The Festival’s in-house musicologist and multi-instrumentalist, Dr Alan Payne, recently contributed to The Canterbury Sound in Popular Music: Scene, Identity and Myth, a book by Asya Draganova, Shane Blackman and Andy Bennett. Having hosted bands including Caravan and more recently Syd Arthur over the years, we asked Alan to give us his thoughts on the Canterbury Sound.
Whether you are a long-term Canterbury resident or a comparative newcomer, the chances are you may not know that there is a brand of popular music associated with the area. Its name and notoriety have spread throughout the world; its devotees share memories of gigs and reviews of new bands on many online sites. Why, then, is the city not teeming with blue plaques and memorabilia?
The problem may be one of definition. At roughly the same time that Liverpool spawned the distinctive and driving Mersey Sound and declared itself a thriving scene, a phenomenon never associated with Canterbury, ex-Langton pupils formed The Wilde Flowers, part-covers band, part-experimental jazz combo. Sharing gigs with local bands now long-forgotten, but never recording commercially, The Wilde Flowers produced their own fusion of pop and free jazz in continuous sets designed never to give the audience the chance to stop dancing!
The music gathered momentum as Caravan, still performing today, formed with some of the same musicians but a more folk-based whimsical style on albums that, to many, anchors the Canterbury Sound. Caravan, like Soft Machine – a band that, to date, has endured more than twenty lineups and despite its constant Canterbury labelling formed in Dulwich – found recognition in London clubs and rarely played in East Kent.
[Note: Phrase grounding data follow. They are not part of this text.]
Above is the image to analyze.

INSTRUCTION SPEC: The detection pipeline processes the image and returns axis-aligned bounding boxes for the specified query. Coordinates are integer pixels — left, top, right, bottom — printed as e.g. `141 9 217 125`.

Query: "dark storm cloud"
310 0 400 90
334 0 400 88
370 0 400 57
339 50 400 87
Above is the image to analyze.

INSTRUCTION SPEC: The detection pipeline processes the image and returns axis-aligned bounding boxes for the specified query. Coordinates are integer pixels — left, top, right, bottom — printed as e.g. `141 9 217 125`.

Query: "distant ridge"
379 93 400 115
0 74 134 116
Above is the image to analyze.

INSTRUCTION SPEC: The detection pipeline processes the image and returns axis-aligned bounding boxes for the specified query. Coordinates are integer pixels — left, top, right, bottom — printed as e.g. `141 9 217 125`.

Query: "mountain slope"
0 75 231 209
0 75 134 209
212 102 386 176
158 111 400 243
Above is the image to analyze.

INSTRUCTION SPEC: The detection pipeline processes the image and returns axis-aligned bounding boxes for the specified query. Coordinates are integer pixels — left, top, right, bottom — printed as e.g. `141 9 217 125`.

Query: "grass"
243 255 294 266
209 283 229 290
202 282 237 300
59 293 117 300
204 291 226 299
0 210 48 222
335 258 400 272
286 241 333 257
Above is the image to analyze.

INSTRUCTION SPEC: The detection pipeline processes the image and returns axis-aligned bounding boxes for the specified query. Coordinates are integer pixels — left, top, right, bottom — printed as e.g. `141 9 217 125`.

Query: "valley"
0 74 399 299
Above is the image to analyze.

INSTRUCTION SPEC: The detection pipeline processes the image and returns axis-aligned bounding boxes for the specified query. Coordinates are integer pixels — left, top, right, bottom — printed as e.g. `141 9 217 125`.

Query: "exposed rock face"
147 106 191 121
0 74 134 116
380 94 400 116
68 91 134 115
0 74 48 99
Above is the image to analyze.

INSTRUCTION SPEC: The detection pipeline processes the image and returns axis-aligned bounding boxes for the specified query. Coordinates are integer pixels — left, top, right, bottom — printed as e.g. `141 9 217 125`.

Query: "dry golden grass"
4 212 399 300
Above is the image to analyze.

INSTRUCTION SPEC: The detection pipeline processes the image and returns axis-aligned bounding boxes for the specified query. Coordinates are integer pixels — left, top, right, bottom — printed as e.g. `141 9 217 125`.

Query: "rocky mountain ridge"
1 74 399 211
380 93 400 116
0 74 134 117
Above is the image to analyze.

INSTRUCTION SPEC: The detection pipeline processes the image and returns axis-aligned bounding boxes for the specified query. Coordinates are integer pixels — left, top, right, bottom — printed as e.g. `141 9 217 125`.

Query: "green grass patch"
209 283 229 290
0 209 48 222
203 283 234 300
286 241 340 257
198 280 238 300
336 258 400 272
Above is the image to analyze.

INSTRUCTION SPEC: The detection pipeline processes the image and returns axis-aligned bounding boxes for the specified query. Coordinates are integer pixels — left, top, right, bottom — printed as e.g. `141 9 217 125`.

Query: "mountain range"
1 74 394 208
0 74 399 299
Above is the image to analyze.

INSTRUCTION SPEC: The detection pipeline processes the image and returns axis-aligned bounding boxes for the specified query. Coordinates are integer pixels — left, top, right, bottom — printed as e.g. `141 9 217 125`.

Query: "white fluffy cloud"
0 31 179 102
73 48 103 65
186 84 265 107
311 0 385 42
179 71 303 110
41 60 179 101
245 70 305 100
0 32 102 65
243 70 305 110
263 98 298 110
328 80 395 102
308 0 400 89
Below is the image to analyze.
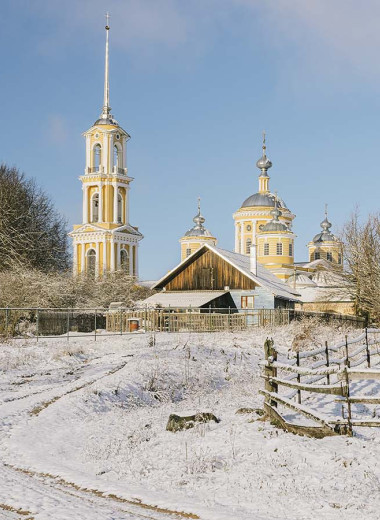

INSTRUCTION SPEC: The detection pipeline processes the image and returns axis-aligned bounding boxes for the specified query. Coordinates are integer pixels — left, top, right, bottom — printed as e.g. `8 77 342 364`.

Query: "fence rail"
261 328 380 437
0 306 366 340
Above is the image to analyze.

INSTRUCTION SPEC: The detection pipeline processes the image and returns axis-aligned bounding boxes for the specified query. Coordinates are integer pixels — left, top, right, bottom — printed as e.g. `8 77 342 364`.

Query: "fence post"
325 341 330 385
264 338 278 409
365 327 371 368
94 309 97 342
5 307 9 338
36 308 39 342
344 335 353 436
120 308 123 335
296 351 301 404
67 309 70 341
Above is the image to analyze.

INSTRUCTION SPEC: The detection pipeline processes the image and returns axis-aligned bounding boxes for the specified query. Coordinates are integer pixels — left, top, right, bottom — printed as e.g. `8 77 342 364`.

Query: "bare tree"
0 164 70 271
342 210 380 321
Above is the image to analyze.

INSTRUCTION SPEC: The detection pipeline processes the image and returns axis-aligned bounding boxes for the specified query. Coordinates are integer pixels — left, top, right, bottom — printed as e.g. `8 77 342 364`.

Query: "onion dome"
184 198 214 237
313 208 337 243
256 131 272 173
260 199 290 233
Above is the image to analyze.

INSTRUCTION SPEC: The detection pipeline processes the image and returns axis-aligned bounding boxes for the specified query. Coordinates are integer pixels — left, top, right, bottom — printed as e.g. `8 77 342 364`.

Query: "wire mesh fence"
0 307 366 341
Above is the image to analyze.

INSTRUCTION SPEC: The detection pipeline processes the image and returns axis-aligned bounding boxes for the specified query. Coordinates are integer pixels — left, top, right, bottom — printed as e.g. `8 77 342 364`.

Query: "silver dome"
241 191 288 209
313 214 337 243
184 198 215 238
260 202 289 233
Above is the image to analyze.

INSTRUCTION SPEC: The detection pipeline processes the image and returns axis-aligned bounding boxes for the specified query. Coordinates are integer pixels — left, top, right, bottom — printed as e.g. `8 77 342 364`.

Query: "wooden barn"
144 244 300 310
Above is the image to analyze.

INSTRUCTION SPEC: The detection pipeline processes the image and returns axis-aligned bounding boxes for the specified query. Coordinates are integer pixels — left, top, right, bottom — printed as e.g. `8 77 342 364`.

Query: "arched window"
276 243 283 255
87 249 96 277
327 252 333 262
314 251 320 260
117 193 122 223
91 193 99 223
120 249 130 275
245 238 252 255
93 144 101 172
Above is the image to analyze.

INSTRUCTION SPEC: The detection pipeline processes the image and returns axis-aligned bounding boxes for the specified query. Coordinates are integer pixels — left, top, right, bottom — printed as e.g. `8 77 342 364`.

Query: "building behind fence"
0 307 366 339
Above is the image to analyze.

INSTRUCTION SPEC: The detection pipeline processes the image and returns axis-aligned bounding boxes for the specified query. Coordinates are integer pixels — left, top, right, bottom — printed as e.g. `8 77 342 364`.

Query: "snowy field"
1 323 380 520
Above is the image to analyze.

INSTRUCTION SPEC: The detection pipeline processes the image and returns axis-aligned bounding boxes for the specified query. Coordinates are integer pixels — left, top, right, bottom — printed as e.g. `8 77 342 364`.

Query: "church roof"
241 191 288 209
183 198 215 238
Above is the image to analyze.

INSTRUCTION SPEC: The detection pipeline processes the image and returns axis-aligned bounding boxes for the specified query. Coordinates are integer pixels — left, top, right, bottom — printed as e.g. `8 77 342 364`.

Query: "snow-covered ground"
1 323 380 519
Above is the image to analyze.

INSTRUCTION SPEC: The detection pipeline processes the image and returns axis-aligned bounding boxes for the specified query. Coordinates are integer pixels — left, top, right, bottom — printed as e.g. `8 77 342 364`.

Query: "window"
120 249 130 274
93 144 101 172
91 193 99 223
241 296 254 309
338 253 342 264
186 248 192 257
327 252 333 262
117 193 122 223
245 238 252 255
264 243 269 256
276 242 283 255
289 242 293 256
87 249 96 277
314 251 320 260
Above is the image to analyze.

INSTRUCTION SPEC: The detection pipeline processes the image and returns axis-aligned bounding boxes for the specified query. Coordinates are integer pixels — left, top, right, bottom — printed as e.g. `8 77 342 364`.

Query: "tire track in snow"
2 463 199 520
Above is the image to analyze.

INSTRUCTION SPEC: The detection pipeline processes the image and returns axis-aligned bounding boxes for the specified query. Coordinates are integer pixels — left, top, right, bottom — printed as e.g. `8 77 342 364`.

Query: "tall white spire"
101 12 111 119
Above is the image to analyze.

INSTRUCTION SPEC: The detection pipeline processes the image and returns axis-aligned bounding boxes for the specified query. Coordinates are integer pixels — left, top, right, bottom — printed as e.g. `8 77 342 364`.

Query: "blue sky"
1 0 380 280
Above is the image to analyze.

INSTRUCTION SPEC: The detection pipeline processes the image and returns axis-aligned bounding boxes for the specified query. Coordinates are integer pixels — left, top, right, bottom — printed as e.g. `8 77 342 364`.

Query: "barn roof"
152 244 300 302
144 290 228 308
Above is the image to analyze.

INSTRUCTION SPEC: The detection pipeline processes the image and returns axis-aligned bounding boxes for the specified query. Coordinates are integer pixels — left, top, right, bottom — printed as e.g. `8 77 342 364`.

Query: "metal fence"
0 307 366 341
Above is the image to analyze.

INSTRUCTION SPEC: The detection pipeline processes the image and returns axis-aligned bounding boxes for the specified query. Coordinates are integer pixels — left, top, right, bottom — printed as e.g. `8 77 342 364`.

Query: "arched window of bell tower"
117 192 122 223
91 193 99 223
93 144 102 172
120 249 130 274
87 249 96 277
113 143 123 173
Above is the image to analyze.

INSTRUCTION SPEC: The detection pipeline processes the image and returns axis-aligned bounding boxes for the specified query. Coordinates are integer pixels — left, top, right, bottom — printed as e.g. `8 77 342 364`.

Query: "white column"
95 241 100 278
110 240 115 271
113 184 119 224
86 135 91 172
103 238 107 273
81 242 86 273
234 223 239 253
129 244 133 276
134 244 139 278
83 185 89 224
240 223 244 255
73 242 78 276
103 133 108 173
98 182 103 223
125 186 129 224
116 242 121 270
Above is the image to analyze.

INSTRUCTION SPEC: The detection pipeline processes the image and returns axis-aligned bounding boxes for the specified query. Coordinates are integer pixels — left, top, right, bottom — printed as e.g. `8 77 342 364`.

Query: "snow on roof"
298 286 353 303
144 291 228 308
152 244 300 302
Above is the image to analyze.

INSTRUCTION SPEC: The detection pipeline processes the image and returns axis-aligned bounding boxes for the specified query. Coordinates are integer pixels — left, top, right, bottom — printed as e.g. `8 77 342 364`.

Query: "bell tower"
70 14 143 277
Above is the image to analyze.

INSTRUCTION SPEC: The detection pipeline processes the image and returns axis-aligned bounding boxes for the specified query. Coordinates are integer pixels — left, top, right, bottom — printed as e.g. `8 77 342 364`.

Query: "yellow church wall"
308 243 342 265
296 301 355 315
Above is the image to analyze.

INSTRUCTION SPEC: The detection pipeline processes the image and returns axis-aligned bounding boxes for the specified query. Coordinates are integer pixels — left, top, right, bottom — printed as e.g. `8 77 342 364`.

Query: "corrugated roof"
152 244 300 302
144 291 228 308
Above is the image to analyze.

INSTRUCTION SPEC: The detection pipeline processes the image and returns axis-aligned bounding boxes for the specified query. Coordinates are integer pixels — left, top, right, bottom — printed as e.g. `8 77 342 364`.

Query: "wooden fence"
260 328 380 437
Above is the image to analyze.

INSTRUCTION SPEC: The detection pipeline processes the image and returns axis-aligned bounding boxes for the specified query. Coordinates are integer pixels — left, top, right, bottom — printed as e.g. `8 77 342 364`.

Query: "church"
146 136 352 314
68 19 352 315
69 16 143 278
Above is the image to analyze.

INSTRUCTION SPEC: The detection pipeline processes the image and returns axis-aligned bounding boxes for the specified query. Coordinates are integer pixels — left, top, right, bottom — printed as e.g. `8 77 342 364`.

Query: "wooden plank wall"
160 249 256 291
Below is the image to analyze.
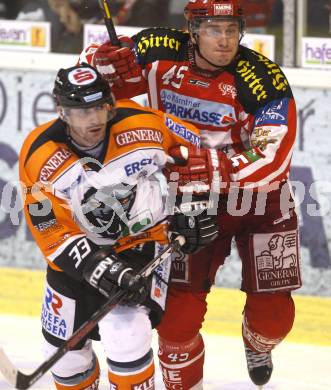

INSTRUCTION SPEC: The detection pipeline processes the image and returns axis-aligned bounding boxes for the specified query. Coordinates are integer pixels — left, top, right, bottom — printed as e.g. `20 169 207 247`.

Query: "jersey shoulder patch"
132 27 189 65
21 119 73 183
235 46 293 114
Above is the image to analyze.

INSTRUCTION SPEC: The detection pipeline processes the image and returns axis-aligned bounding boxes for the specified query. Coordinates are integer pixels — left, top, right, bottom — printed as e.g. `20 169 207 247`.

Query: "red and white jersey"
81 28 296 189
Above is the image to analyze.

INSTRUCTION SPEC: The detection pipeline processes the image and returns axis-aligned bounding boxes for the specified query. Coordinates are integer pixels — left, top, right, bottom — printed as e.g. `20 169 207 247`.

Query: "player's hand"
166 145 231 194
83 248 148 306
170 197 219 254
92 36 141 87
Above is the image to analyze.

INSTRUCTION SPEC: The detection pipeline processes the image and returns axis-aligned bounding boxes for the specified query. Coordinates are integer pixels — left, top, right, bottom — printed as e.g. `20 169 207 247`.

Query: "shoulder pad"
21 119 70 179
132 27 189 64
235 46 293 113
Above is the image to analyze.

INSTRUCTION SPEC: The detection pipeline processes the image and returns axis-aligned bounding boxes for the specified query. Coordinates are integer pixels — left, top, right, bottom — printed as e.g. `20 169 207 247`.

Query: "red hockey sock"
158 333 205 389
243 292 295 352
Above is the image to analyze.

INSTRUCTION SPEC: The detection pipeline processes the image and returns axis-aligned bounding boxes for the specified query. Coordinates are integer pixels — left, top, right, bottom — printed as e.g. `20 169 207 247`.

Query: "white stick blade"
176 235 186 247
0 348 18 386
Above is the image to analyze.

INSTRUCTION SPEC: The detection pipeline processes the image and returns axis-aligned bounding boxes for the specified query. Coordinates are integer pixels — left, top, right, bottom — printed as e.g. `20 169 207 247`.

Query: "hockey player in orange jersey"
80 0 303 388
19 64 219 390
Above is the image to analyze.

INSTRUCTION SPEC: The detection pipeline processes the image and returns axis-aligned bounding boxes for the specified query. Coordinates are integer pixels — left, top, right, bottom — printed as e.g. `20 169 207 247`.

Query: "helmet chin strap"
193 41 225 70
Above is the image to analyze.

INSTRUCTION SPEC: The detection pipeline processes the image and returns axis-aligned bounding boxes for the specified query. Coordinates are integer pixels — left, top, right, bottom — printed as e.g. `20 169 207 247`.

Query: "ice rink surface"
0 314 330 390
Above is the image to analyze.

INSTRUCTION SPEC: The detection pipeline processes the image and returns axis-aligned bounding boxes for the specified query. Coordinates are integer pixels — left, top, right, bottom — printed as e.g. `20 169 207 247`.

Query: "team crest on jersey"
80 183 137 240
218 82 237 99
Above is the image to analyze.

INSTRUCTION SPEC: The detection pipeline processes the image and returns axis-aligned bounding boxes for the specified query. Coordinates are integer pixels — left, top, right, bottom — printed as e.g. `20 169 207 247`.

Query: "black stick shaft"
16 288 127 389
0 237 184 390
98 0 120 46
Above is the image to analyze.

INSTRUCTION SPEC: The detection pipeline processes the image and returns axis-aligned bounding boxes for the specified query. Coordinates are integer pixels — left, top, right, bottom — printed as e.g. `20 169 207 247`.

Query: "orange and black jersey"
81 27 296 188
19 99 200 280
Interest in the bands which, to some, formed a Canterbury Sound faded in the 1980s, subsumed within mainstream rock but revived with the creation of a specialist fan magazine, Facelift, towards the end of the decade. It was published in Manchester. Contemporary Canterbury Sound aficianados celebrate the success of the bands and their considerable legacy with no sense of place or, particularly, time. Fans will travel to hear Caravan; the musicians’ names remain well-known to those who support the band and their heritage. Canterbury itself rarely finds a mention.